Addressing issues to help students
The problem of different school systems has since been addressed, according to Marie-Aimee Mabita, Senior Regional Officer for UN refugee agency community services in West Africa.
Mabita said that they have helped put in place Arabic classes in schools in Senegal to help students integrate here, and French classes in Mauritanian schools, for those students returning home.
The UN refugee agency spends slightly more than 15% of its $1.4 million annual budget on education, including scholarships, rehabilitation projects and school materials here.
A couple hours drive from the Ndioum refugee camp is another site known as Thiabakh, in one of the poorest parts of the region. Here, at the three-room elementary school, boys and girls sit on small wooden benches reciting their French lesson. Two hundred and forty students are registered here - 60 are from refugee families.
Mamadou Ba is the school principle and one of three full-time teachers. He said some of the refugee families have four or five children at the school and the majority have money troubles, which is obvious from their clothes or lack of school material. Ba said kids are very sensitive to this, and to help ease the situation some of the teachers, including himself, have discretely given money to help them out.

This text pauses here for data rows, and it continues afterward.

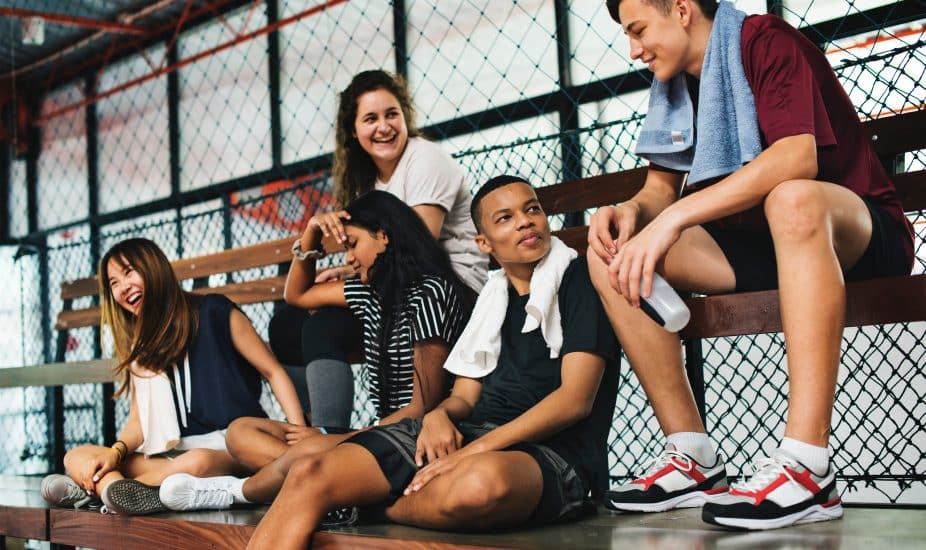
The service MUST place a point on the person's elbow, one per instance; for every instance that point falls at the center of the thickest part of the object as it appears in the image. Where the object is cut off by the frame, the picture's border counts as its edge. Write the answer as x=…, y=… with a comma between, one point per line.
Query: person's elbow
x=579, y=409
x=801, y=156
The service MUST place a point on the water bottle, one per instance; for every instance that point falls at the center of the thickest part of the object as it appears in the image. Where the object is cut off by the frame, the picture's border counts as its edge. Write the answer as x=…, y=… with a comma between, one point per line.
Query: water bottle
x=665, y=306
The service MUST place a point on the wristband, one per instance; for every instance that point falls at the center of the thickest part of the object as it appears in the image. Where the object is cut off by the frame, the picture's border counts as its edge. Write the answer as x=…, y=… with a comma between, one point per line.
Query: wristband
x=303, y=255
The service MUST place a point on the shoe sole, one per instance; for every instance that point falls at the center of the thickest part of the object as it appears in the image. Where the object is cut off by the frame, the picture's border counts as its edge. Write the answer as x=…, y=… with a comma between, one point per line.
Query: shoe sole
x=694, y=499
x=132, y=498
x=815, y=513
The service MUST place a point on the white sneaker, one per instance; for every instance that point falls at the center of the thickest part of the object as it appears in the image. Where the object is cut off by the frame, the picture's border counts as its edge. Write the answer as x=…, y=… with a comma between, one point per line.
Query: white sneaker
x=668, y=481
x=782, y=492
x=129, y=497
x=185, y=492
x=61, y=490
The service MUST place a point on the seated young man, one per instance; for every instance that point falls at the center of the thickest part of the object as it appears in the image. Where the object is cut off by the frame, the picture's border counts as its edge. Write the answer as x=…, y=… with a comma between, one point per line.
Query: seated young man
x=522, y=438
x=787, y=193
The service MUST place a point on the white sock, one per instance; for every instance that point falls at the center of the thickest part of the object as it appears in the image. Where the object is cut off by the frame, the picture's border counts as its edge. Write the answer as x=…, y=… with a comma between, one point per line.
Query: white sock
x=237, y=490
x=696, y=445
x=815, y=458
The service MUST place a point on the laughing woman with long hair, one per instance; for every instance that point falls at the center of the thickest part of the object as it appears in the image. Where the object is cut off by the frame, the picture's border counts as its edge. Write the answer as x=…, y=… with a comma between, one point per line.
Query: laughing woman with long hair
x=191, y=364
x=412, y=307
x=377, y=146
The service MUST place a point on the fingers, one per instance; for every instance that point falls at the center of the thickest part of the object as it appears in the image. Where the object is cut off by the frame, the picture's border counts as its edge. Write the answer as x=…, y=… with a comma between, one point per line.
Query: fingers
x=599, y=234
x=422, y=478
x=331, y=224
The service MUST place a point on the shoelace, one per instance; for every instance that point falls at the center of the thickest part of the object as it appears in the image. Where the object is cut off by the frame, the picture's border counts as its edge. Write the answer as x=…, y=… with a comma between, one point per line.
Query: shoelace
x=766, y=470
x=209, y=495
x=663, y=459
x=77, y=495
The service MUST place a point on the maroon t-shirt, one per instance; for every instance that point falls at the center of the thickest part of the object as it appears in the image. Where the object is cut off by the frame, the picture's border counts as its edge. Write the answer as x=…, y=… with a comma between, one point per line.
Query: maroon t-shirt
x=797, y=92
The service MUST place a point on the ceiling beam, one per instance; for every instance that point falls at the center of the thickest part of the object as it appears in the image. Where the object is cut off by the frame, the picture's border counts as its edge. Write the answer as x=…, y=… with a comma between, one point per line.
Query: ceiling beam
x=72, y=20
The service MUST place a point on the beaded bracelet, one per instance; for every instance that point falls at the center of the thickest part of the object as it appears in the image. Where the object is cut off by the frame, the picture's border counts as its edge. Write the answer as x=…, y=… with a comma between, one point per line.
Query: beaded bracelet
x=121, y=452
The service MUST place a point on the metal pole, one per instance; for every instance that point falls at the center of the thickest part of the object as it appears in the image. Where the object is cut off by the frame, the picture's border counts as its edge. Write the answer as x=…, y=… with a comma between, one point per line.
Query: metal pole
x=173, y=142
x=400, y=37
x=568, y=110
x=273, y=66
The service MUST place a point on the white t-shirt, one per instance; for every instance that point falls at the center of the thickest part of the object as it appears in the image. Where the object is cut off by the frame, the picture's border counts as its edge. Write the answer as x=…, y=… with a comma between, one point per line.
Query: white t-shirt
x=426, y=174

According to the UN Refugee Convention, which Senegal has ratified, all children are guaranteed the same right to free primary school education, regardless of nationality, race or religion. In areas where a majority still lives off a couple dollars a day, however, the extra costs for food, clothes and even transportation make accessing and then continuing school very difficult.
Tackling inequities to better educate
Mabita said that while Senegal offers some of the best educational support in West Africa, in terms of infrastructure and teachers, there are still many areas in the Fouta region where the UN has had to help build and restructure schools. This is absolutely necessary, Mabita said, because education is an important way of helping young people integrate.
At a cultural level, the integration between Mauritanian refugees and local Senegalese has been relatively smooth. This is a result, many explain, of their shared Pulaar ethnicity. But within the Peul community, there are still some deeply engrained cultural and social traditions - some of which go against educational priorities.
Mabita said the formal education schools in Senegal have a lot of competition with the daaras, or Koranic schools, which many refugee children attend for religious reasons. The problem is these schools do not meet our standards of education. So when these young boys become adults, they are not able to properly function in society.
Mabita said the other issue is early marriage of young girls, which the UN is trying to address by giving girls preference over boys for scholarships and by educating the parents.
Back at the Ndioum camp, Oumar Alassane Ba stands tall before a group of young onlookers, the majority still in primary school. He admits he is lucky to have parents who pushed him to succeed. One day, he said, he dreams of becoming a physical chemist and to make his father proud.